El Mercado se extendía a ambos lados de la calle.

Había un puesto que vendía telas en colores que no estaban seguros de que existieran en su planeta.

La comerciante que atendía ese puesto era una mujer con rasgos de pavo real.

Ella notó que la estaban mirando y gesticuló con entusiasmo hacia sus productos, hablando en ese extraño idioma que no podían entender.

Arianna sonrió cortésmente y negó con la cabeza, haciendo un gesto con las manos que esperaba transmitiera “no voy a comprar”.

La comerciante pareció entender y asintió antes de volver a organizar sus telas.

Se movieron de puesto en puesto, tomándose su tiempo.

Algunos puestos vendían frutas extrañas, otros mostraban figurillas; incluyendo algunas con forma de dragones, lo que hizo que Aiden se detuviera y sonriera.

No necesitaba que nadie le explicara que las historias de dragones probablemente también se habían transmitido en este mundo.

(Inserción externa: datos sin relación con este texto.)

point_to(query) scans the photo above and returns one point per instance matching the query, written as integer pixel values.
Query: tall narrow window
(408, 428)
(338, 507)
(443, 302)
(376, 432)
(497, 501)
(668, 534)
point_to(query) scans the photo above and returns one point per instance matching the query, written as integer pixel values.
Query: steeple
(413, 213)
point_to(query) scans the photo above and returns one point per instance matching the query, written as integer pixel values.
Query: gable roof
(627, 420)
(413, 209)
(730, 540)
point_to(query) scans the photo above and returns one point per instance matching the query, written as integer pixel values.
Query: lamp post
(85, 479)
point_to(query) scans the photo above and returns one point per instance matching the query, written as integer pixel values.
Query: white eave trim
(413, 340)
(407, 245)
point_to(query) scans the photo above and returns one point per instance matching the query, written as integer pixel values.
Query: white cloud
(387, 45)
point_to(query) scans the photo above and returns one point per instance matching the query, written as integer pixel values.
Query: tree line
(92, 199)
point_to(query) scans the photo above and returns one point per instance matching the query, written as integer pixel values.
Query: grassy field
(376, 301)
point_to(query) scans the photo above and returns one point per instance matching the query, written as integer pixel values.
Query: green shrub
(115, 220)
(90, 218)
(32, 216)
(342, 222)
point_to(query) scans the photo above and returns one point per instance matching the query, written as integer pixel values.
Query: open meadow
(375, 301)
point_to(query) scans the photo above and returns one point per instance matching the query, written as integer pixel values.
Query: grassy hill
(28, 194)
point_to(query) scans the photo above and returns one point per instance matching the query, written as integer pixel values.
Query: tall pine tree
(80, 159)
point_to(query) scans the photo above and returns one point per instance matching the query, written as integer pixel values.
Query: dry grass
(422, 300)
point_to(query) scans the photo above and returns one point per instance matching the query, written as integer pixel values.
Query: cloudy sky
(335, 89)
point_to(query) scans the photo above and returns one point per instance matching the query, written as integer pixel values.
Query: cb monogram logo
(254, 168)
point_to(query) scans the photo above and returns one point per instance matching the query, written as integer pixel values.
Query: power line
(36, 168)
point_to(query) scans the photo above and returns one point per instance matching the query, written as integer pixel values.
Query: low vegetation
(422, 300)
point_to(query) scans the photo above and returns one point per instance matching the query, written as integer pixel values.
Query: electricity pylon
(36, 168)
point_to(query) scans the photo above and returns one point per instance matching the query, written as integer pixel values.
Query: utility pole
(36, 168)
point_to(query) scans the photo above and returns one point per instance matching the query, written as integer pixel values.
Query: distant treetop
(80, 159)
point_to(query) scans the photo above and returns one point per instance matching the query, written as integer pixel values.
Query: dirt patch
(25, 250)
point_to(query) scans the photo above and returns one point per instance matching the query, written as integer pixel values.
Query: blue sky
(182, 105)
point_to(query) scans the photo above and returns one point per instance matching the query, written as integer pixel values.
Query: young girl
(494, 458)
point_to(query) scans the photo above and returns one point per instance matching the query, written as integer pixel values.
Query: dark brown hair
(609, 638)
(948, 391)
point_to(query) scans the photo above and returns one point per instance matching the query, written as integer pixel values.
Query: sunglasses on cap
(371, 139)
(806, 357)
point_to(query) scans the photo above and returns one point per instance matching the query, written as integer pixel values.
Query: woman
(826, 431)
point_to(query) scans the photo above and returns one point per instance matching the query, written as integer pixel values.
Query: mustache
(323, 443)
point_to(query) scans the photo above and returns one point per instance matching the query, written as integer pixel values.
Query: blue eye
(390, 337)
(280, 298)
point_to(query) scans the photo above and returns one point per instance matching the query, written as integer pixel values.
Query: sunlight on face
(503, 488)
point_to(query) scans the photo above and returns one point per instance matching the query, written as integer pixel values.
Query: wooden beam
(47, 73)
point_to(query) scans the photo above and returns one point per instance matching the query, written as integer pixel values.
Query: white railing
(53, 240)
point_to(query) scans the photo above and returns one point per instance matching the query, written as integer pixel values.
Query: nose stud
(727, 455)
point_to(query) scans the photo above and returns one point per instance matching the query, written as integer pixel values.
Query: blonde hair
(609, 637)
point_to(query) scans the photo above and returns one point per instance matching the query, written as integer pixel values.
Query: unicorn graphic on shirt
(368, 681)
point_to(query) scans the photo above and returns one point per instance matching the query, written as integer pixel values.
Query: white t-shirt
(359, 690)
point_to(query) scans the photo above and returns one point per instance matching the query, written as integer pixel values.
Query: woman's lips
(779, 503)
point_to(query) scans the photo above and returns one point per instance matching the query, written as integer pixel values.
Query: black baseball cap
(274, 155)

Continuaron, explorando cada puesto por turnos, hasta que eventualmente pasaron la mayoría de las tiendas y caminaron más hacia el interior de la ciudad.

Un niño pasó corriendo junto a ellos de repente, un joven con rasgos de conejo.

Sus grandes orejas se balanceaban mientras corría y su cola de algodón rebotaba detrás de él.

Lo perseguían otros dos niños que se reían, uno parecido a una ardilla y el otro a un pequeño pájaro de algún tipo.

Casi chocaron con Aiden, pero él se apartó en el último momento.

El niño-conejo miró hacia atrás con ojos grandes y emitió algo parecido a una disculpa antes de continuar su escape.

Laela se rió un poco ante la escena mientras Arianna sonreía con ternura.

A medida que caminaban más lejos, comenzaron a notar más detalles sobre cómo funcionaba la ciudad.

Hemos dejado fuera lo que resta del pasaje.